L’Ordre veut s’assurer que tous les enseignants et enseignantes de l’Ontario ont des aptitudes linguistiques suffisantes pour enseigner, mais son plan d’action s’est enlisé dans la bureaucratie du ministère de l’Éducation.


La compétence linguistique du personnel enseignant : il est temps d’agir

Dans toute la province, un nombre croissant de postes en enseignement se libèrent. Bon nombre de conseils scolaires proposent maintenant des contrats aux enseignantes et enseignants près de huit mois plus tôt qu’il y a deux ans.

D’après les directions d’école et les surintendants, certains candidats formés à l’étranger seront déçus car leurs aptitudes en français ou en anglais sont insuffisantes pour leur permettre d’enseigner en classe, malgré la pénurie. Ils doivent non seulement parler la langue, mais également la lire, l’écrire et la comprendre.

«Pour être bon enseignant, il est essentiel d’avoir des aptitudes linguistiques suffisantes, d’autant plus que le nouveau curriculum de l’Ontario impose aux élèves des tests de compétences linguistiques et mathématiques, affirme Margaret Wilson, registrateure de l’Ordre. L’Ordre a la responsabilité de s’assurer que les enseignantes et enseignants qui sont autorisés à enseigner en Ontario ont les compétences linguistiques nécessaires pour être efficaces en classe. Or, nous ne disposons pas de ce pouvoir. Si une enseignante ou un enseignant a les qualifications nécessaires sur papier, nous devons l’autoriser à chercher un emploi en Ontario.»

L’an dernier, l’Ordre a demandé au gouvernement de lui donner la compétence de s’assurer que les candidats ont des aptitudes suffisantes en français ou en anglais. En outre, il a proposé de supprimer une étape du processus de certification des enseignantes et enseignants formés à l’étranger en vue de simplifier et d’accélérer la délivrance de leur carte de compétence ontarienne.

En 1998, un directeur d’école a fait parvenir à l’Ordre une lettre qui témoigne de ce problème. Il avait reçu une demande d’emploi de la part d’un enseignant formé à l’étranger. Pour être autorisé à chercher un emploi, cet enseignant avait obtenu une attestation d’admissibilité, que l’Ordre était tenu de lui délivrer vu ses qualifications.

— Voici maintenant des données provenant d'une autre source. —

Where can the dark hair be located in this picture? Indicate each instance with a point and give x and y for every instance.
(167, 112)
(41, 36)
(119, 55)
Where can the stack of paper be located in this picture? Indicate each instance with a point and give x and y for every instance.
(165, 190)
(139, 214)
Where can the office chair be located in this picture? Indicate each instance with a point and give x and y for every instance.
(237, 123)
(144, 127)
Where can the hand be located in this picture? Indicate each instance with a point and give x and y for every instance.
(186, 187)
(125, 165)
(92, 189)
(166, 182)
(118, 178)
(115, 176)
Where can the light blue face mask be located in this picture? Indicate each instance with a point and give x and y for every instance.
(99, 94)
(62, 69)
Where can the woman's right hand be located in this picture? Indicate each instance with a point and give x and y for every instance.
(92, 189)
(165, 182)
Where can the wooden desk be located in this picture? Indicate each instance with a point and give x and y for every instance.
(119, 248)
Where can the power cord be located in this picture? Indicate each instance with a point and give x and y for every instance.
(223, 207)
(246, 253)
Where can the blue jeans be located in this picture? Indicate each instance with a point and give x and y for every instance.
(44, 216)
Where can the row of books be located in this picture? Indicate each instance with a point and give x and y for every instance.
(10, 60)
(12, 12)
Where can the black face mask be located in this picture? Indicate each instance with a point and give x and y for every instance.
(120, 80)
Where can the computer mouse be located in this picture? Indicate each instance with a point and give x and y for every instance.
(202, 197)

Dans sa lettre de présentation, l’enseignante, qui demandait un poste pour enseigner l’anglais, écrivait : «…je prends en main mon objectif d’être un enseignant assidu qui se concentrera sur la rationalisation de son cheminement de carrière afin d’obtenir une carte de compétence qui correspond précisément à mes désirs», avant d’ajouter : «En évitant de circonscrire les intérêts que j’ai dans ma carrière d’enseignante, je réalise des progrès avantageux concernant la carte de compétence dans le cadre d’un mécanisme efficace d’épanouissement personnel.»

SITUATION ALARMANTE
Richard Evans, directeur de l’école secondaire I. E. Weldon de Lindsay, a écrit à l’Ordre pour lui faire part de son étonnement que cette enseignante ait reçu une attestation d’admissibilité. Il dit s’être demandé ce qui aurait pu se produire si cette enseignante avait été embauchée. «Si elle avait eu assez de discernement pour se rendre compte qu’elle écrivait mal, elle aurait pu demander à quelqu’un de rédiger sa lettre de présentation à sa place. Les conséquences auraient été plutôt alarmantes», affirme-t-il.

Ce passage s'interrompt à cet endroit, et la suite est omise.